"Chapter One. He was as tough and romantic as the city he loved. Beneath
his black-rimmed glasses was the coiled sexual power of a jungle cat. I
love this. New York was his town, and it always would be..." - Isaac Davis (Woody Allen)
Woody Allen wrapped up the '70s with Manhattan, a film with faultless tone and beautiful black-and-white cinematography from Gordon Willis. The movie received two Academy Award nominations, one for Best Writing and one for Best Supporting Actress (Mariel Hemingway). AFI lists Manhattan at #46 on their “100 Years…100 Laughs” compilation and the U.S. Library of Congress has deemed it “culturally significant.”
Allen’s film is intricate, but not excessively so. The writer/director stars as Isaac Davis, a 42-year-old comedy writer with two divorces behind him. Long before George Constanza, he has a lesbian ex (Meryl Streep). Isaac is also in a relationship with a 17-year-old girl, Tracy (Hemingway), but he sees no future in it. While spending time with his friend Yale (Michael Murphy), Isaac discovers that he might be in love with Yale’s mistress, Mary (Diane Keaton).

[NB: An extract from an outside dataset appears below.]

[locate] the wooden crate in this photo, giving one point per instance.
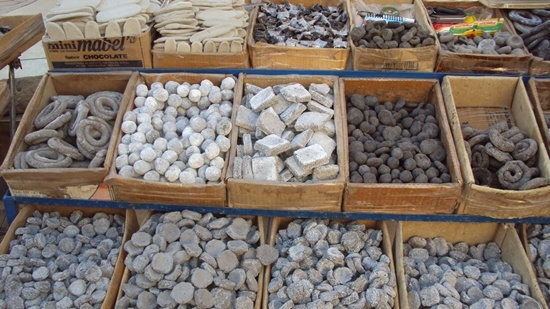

Manhattan is about sorting out one’s closet, about living within the untidiness of relationships and emotions, and about establishing integrity. Isaac struggles in his relationship with Tracy, spending half of the film trying to break up with her. He loves spending time with her, yet doesn’t see a future in it because he doesn’t feel she is exceptional enough for him. Like many of the other characters in the film, save Tracy, Isaac is driven by his self-worth and by his sense of what he “deserves.”
Mary, too, is driven by what she “deserves.” She spends time with Yale, a married man, yet tells herself (and Yale) that she deserves better because she is gorgeous and intellectual. Yale is also driven by this same sense of pat superiority and this circle of individuals feeds off of one another continuously. Isaac’s only “out” lies with Tracy, yet his incapacity to be with her keeps him locked in the same rotation.
The splendour of Manhattan lies in the tangled sophistication of Allen’s characters. They rise like unlit skyscrapers over the title city and knit like telephone wires. The men in Allen’s film cannot deal with the notion of love, instead choosing to hide behind their words. This is likely why both men fall for Mary, who is the classic epitome of the pseudo-intellectual and provides them with a sense of similarity. Mary isn’t genuine in any way, shape, or form within her relationships, but she does give both men what they want.